According to 451 Research's Voice of the Enterprise: Hosting and Cloud Managed Services study, enterprises currently spend 28% of their total enterprise IT budgets on hosting and cloud services. Next year, that number is expected to climb to 34%, indicating a growing reliance on external sources of infrastructure, application, management and security services.

Although hosting and cloud providers frequently position themselves as primarily providers of infrastructure, 451 Research finds that just 31% of spending goes towards infrastructure services while nearly 70% of enterprise budgets for hosting and cloud is being spent on other services, specifically:

  • 42% on application services

  • 14% on managed services

  • 9% on security services

  • 5% on professional services for cloud enablement

The research reveals that a significant portion of hosting and cloud services spending is on unmanaged or self-managed infrastructure or application services. Nearly half — 44% of infrastructure services spending and 49% of application services spending—is for products that are bundled with additional managed or security services.

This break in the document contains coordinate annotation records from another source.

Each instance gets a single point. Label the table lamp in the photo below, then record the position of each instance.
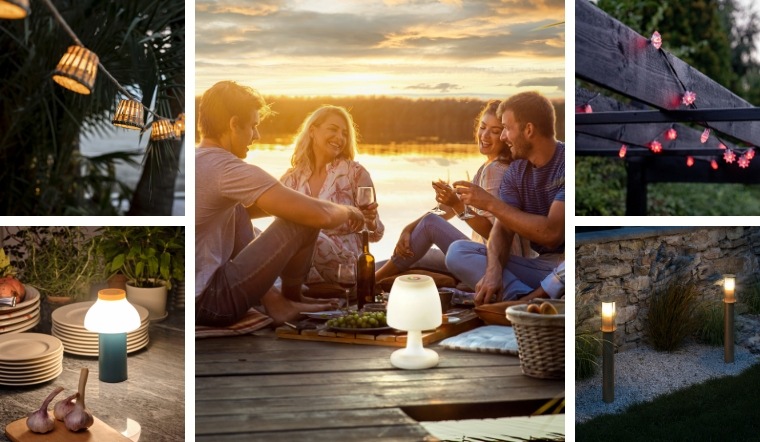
(414, 306)
(112, 316)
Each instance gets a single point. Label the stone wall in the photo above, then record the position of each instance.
(626, 265)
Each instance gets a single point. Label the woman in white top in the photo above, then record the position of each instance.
(414, 245)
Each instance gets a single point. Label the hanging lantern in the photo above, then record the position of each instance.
(14, 9)
(656, 40)
(623, 150)
(162, 130)
(129, 115)
(179, 125)
(77, 70)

“The markets for unmanaged IaaS and SaaS are dominated by large, hyper-scale vendors. However, this spending trend indicates there is an appetite for the type of bundled services a broader market of managed service providers are well positioned to deliver. A strong opportunity exists for service providers offering a diversified set of hosting and cloud services that includes infrastructure and application hosting, as well as managed services and security services delivered around them,” says Liam Eagle, research manager at 451 Research and lead author of the Voice of the Enterprise: Hosting and Cloud Managed Services study.

The survey indicates that enterprises use hosting and cloud services supplied by a broad range of provider types. Public cloud infrastructure providers, which are used by 69% of respondents, are the most common, followed by managed hosting providers, used by 26% of enterprises.

IaaS and SaaS usage is strong and these markets are dominated by small numbers of established leaders. “The market for managed infrastructure and application services is a longer tail market, with greater opportunities for providers who emphasize expertise in operating, optimizing and securing the infrastructure and application products they deliver,” says Eagle. “This includes opportunities to deliver services based on reselling infrastructure and application services from the largest IaaS and SaaS vendors.”

The Voice of the Enterprise: Hosting and Cloud Managed Services study marks the first results for this new survey line within 451 Research’s Voice of the Enterprise service. It tracks the services enterprises buy as they move on-premises workloads into hosted and cloud infrastructure and application environments.

The Voice of the Enterprise: Hosting and Cloud Managed Services – Organizational Dynamics study focuses on enterprise end-user adoption of hosting and cloud services, including infrastructure services, application services, managed services, security services and professional services for cloud enablement. Based on research conducted in August and September 2016 with more than 580 IT professionals worldwide, the quarterly study combines 451 Research’s analysis with survey responses and in-depth interviews from a panel of more than 45,000 senior IT buyers and enterprise technology executives.